By Our Legal Reporter in Calcutta

  • Published 21.01.20, 3:01 AM
  • Updated 21.01.20, 3:01 AM
Bikash Ranjan Bhattacharyya, former Calcutta mayor and CPM leader; Congress spokesperson Arunava Ghosh; and Trinamul legal cell leaders Ramaprasad Sarkar and Bhaskar Baiswa at the protest march on Monday
Bikash Ranjan Bhattacharyya, former Calcutta mayor and CPM leader; Congress spokesperson Arunava Ghosh; and Trinamul legal cell leaders Ramaprasad Sarkar and Bhaskar Baiswa at the protest march on Monday (The Telegraph picture)

Lawyers, law clerks and law students from across the state — irrespective of their political affiliations —walked from Calcutta High Court to the city civil court on Monday to protest the Citizenship (Amendment) Act.

Arunava Ghosh, Congress spokesman and high court advocate; Bikash Ranjan Bhattacharyya, former Calcutta mayor, CPM leader and advocate; and Bhaskar Baiswa and Prasun Dutta, Trinamul legal cell leaders, led the rally.

“Lawyers are citizens of India first. As citizens of the country, all sections of society have been protesting against this anti-people act. So, we the lawyers have come forward,” Ghosh said. “I am sure the central government will not be able to implement the act.”

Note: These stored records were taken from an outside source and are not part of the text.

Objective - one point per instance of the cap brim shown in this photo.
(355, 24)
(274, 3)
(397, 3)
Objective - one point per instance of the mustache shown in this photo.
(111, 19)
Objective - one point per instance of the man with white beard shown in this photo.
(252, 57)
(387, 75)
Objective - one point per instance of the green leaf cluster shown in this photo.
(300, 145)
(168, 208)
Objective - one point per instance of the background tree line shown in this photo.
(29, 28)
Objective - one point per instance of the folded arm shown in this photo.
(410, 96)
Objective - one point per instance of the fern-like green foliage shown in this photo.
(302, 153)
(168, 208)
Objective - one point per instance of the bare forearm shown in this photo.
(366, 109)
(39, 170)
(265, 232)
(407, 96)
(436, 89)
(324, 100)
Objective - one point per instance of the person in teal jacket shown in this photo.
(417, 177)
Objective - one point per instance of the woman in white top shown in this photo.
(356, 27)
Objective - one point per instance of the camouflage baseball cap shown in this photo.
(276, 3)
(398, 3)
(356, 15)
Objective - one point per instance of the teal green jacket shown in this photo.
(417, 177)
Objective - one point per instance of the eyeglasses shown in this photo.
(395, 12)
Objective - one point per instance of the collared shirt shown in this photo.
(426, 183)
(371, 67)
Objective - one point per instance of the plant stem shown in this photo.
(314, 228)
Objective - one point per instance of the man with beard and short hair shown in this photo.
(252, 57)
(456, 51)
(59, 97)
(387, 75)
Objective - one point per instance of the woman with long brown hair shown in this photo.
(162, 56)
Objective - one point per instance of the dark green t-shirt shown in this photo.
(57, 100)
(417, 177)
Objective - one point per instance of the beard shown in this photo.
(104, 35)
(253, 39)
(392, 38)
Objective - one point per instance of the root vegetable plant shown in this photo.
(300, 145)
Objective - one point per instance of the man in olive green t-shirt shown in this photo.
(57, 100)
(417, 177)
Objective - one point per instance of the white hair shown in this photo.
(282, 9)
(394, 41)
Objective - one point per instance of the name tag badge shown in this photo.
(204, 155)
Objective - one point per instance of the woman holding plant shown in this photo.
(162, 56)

“The amended act, which is contrary to the provisions laid down in the Indian Constitution, is creating divisions in society,” Bhattacharyya said. “So, lawyers in general joined the rally today.”

The rally moved through Old Post Office Street and Kiran Shankar Roy Road before ending near the city civil court.

Dutta, who is a member of the West Bengal Bar Council, too, said lawyers irrespective of their political affiliations had joined the rally. “Lawyers always come forward when administrations try to impose any anti-people law on citizens.”

The leaders hinted that a larger protest rally would be held shortly.

“Most of the lawyers did not turn up today on hearing the news of our colleague Shibaji Sen’s death. Normal functioning of the court has been suspended as a mark of respect,” a lawyer who was part of the rally said. “Or else, all high court lawyers would have joined the rally.”

Law clerks and law students, who were part of the rally, said they would join any protest organised by lawyers against the CAA.